Health official: Contaminated street food caused diarrhea outbreak in Davao
Subscribe Now July 30, 2022 at 08:48am
In an interview over Davao City Disaster Radio (DCDR 87.5) on Friday, CHO head Dr. Ashley Lopez said the results of rectal swabs confirmed that the outbreak was caused by “food-borne microorganism with vibrio cholera as the pathogen of concern.”
“The most likely vehicle of transmission is not water but rather contaminated food,” he said.
He said the sources of infection were tapioca drink and street food, particularly isaw (grilled chicken entrails), kwek-kwek (fried orange-battered eggs), and juice, sold at the night market on Rasay Street and Toril Public Market.
He said the tapioca drink was the primary cause of infection, and most of the critical cases had taken it.
According to their investigation, Lopez said it was found that 41% of the affected cases had eaten at the night market, 21% at the public market, and 38% from multiple sources.
Lopez declared the diarrhea outbreak is over after almost two weeks as the city recorded a total of 163 or 75% of the total cases had recovered.
He added that based on investigations, food might have been contaminated during preparation and handling by an unhygienic food handler.
He said proper storage, delayed serving, and unsanitary environment might have contributed to the contamination of food.
“Home cooked food and handwashing are still the best way to prevent food borne illnesses and seek early medical care most especially if you have had your third episode of acute watery diarrhea, and this is the best way to prevent severe complications and death,” he said.
He added health authorities have ruled out water-borne bacteria as the cause of the outbreak since the result of an examination conducted by the Research Institute for Tropical Medicine (RITM) showed samples taken from distribution pipes of Davao City Water District (DCWD) tested negative for bacterial contamination.
He said water supplied by DCWD is clean and safe as shown by the results of the two tests conducted by the utility.
However, water samples taken after the meter, which is no longer under DCWD’s jurisdiction, showed a statistically significant number containing coliforms and E.coli.
These samples were only seen in isolated cases, mostly in pipelines submerged in dirty water and canals.
Lopez cautioned households against drinking from open wells and springs, as majority of the wells they tested showed positive results for bacteria in microbial analysis.
He advised those who do not have access to DCWD to boil their water for at least 10 minutes.
For the two ice plants in Toril that got suspended on July 25, the test results showed
that their ice was positive for coliforms and E.coli.

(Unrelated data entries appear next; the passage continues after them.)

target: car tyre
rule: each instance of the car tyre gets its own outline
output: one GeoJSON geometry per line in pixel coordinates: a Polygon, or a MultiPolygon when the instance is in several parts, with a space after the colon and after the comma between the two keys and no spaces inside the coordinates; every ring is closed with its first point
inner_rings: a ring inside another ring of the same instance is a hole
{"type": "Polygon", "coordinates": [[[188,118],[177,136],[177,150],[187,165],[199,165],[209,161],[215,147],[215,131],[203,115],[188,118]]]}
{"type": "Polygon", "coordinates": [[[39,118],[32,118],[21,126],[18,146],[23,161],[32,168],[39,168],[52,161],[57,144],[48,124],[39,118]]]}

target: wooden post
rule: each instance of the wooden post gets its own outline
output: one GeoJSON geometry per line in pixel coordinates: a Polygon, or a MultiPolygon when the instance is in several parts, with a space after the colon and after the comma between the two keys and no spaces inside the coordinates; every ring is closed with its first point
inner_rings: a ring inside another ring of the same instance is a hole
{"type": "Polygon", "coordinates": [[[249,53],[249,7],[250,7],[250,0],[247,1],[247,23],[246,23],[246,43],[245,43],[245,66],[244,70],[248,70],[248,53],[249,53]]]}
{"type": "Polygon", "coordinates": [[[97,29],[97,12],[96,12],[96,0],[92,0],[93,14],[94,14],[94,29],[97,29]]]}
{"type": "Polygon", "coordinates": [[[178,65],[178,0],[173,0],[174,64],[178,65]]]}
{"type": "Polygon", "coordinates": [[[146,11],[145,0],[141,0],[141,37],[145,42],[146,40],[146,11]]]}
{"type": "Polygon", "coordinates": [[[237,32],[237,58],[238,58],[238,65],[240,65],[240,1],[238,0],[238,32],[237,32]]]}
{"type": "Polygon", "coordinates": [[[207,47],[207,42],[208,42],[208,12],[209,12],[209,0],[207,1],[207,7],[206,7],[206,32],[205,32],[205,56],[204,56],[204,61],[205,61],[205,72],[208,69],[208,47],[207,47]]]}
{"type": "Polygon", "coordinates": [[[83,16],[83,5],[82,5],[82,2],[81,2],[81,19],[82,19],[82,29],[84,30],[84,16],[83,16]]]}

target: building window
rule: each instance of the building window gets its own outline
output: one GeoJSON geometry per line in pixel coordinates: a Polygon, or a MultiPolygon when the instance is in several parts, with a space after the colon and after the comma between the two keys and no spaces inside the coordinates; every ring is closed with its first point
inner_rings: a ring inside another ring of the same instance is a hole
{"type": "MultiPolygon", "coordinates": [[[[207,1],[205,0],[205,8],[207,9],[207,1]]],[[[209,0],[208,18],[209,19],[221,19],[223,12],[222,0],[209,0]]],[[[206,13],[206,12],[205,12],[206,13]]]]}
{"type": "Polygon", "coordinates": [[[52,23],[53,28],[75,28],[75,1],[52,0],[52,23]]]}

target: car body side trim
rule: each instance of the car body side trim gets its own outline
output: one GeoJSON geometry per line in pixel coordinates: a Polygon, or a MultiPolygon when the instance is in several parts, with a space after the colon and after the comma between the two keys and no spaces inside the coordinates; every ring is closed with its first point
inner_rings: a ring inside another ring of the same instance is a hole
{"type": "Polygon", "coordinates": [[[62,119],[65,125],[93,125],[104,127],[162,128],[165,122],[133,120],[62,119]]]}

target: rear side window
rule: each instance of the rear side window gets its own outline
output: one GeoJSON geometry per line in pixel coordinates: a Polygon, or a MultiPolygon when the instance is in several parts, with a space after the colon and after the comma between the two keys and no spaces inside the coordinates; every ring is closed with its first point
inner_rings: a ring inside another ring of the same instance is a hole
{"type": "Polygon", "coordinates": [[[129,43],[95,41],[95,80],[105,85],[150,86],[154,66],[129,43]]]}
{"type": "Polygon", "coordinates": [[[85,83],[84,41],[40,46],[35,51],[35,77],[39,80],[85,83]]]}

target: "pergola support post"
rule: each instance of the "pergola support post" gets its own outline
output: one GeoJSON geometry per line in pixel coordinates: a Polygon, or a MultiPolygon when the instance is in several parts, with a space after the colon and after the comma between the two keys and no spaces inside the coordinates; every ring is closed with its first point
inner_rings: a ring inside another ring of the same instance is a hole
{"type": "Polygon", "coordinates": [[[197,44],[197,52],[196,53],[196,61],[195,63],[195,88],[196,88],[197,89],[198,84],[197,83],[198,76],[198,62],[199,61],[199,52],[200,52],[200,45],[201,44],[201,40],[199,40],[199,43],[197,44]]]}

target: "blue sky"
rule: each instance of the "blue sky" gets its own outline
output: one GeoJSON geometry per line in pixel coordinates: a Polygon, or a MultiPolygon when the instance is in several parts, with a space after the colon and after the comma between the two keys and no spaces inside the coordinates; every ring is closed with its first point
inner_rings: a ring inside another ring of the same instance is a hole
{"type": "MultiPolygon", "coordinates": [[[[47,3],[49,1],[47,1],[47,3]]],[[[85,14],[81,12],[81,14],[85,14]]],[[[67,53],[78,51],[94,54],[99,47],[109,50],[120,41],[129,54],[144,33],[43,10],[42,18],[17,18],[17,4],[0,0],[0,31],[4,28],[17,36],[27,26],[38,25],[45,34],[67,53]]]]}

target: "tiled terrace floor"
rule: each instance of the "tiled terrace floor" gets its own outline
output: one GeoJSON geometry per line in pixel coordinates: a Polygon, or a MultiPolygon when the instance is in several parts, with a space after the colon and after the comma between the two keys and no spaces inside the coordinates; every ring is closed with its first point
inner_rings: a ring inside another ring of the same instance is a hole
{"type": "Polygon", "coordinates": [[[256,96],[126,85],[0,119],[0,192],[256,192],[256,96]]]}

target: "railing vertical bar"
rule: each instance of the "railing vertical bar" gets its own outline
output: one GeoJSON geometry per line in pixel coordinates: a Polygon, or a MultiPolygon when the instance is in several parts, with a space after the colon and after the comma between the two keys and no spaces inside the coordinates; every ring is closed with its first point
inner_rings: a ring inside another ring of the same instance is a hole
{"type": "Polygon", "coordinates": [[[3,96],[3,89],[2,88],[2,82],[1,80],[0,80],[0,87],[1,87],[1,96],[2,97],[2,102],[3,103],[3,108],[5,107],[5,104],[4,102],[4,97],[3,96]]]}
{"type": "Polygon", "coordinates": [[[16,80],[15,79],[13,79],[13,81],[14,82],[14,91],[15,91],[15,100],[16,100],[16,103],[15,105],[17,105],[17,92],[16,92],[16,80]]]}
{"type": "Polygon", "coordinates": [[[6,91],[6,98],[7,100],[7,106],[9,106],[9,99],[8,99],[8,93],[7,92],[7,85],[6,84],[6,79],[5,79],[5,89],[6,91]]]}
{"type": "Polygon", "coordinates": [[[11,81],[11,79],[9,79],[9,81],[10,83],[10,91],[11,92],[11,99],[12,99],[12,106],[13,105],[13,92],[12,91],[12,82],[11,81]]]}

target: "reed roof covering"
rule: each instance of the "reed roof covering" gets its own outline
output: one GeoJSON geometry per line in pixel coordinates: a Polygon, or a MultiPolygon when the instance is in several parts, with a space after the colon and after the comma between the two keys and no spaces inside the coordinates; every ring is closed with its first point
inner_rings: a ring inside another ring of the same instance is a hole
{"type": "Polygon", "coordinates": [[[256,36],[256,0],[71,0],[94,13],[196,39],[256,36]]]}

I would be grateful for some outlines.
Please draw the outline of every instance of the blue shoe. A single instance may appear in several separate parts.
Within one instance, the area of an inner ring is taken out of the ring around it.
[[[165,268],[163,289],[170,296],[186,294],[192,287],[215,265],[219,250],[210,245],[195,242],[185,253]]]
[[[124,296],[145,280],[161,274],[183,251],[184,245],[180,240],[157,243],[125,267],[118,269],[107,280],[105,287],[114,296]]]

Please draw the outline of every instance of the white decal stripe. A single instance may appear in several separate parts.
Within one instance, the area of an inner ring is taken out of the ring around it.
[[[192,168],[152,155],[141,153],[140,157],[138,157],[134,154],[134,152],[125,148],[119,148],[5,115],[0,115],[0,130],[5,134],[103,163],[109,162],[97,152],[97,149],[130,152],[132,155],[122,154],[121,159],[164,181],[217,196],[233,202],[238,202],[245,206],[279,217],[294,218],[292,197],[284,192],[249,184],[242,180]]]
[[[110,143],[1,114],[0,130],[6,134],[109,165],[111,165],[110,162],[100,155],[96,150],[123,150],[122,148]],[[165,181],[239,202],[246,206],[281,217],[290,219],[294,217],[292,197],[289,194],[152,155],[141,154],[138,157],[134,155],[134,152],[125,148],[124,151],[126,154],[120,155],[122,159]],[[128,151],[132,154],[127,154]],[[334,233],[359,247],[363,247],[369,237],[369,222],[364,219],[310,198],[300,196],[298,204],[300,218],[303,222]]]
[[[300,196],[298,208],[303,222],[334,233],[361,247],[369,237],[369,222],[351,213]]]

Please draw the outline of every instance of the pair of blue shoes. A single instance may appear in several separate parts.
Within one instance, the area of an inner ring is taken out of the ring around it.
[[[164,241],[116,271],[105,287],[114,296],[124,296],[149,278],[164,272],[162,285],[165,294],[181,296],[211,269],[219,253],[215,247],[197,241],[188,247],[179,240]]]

They allegedly sourced their water from deep wells, he said.
He warned the public that what these plants are producing is industrial ice, which is unsafe for human consumption.

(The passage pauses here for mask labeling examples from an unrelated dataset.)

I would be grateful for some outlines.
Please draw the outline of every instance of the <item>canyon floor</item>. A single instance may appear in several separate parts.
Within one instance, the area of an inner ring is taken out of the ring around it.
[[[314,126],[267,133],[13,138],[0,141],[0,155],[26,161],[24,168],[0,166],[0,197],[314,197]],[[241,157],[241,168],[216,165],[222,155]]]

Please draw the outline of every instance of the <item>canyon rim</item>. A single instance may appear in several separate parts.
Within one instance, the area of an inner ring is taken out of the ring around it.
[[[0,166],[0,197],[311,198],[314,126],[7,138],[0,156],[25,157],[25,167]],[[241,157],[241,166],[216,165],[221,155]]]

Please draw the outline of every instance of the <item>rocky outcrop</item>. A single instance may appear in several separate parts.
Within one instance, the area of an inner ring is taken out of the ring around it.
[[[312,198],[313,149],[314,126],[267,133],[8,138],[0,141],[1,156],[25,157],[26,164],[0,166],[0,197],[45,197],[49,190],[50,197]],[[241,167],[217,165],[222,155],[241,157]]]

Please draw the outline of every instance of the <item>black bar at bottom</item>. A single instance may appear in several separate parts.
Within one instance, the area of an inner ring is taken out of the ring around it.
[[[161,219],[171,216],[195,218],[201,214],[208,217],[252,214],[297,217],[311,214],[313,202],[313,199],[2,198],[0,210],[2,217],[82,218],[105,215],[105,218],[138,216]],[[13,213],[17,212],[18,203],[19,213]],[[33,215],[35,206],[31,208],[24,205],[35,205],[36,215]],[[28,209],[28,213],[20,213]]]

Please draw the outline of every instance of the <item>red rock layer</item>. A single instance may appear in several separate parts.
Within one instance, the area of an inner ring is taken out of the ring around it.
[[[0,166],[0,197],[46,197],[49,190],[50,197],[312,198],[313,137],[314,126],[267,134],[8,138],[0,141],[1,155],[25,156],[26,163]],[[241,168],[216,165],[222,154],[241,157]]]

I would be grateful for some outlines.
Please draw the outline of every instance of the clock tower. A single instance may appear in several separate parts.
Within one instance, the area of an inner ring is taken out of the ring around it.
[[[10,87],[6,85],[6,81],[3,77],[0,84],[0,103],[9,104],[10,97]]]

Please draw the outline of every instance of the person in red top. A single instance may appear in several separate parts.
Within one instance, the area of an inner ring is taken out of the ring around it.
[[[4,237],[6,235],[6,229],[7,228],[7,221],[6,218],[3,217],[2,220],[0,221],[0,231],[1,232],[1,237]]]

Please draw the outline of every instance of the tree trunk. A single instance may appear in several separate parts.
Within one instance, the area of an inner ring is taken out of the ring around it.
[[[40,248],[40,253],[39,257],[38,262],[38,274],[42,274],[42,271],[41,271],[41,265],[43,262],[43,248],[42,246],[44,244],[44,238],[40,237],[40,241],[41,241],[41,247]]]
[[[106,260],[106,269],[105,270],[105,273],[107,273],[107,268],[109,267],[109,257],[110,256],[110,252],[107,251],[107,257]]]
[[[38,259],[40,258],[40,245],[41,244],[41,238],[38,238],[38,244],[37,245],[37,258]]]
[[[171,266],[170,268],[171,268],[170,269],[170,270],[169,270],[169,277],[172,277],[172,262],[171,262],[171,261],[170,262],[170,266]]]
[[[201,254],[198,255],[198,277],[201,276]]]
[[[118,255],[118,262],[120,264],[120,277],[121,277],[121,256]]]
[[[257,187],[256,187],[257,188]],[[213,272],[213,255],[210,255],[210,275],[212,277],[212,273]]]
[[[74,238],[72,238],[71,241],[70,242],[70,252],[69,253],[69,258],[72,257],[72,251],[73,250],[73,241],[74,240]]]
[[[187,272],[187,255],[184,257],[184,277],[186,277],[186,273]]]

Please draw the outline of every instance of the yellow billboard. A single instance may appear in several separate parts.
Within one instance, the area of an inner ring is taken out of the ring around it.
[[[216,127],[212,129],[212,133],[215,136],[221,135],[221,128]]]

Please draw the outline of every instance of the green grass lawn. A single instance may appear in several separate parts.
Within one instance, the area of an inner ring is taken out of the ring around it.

Lopez said the suspension of the operations of the street food vendors has been lifted but added that the local government is considering to impose stricter regulations to prevent recurrence of this outbreak in the future.
He said the CHO wants to relocate the street food vendors in one location, just
like the Roxas Night Market, for easier monitoring.
He said the latest casualty of the outbreak was a 27-year-old man who died last July 24 of “cardiopulmonary arrest secondary to severe dehydration.”
The patient bought and consumed isaw, tapioca drink, and corned dog at the night market last July 15 and experienced diarrhea, dizziness, and body malaise on the following day.
He said the patient tried to self-medicate.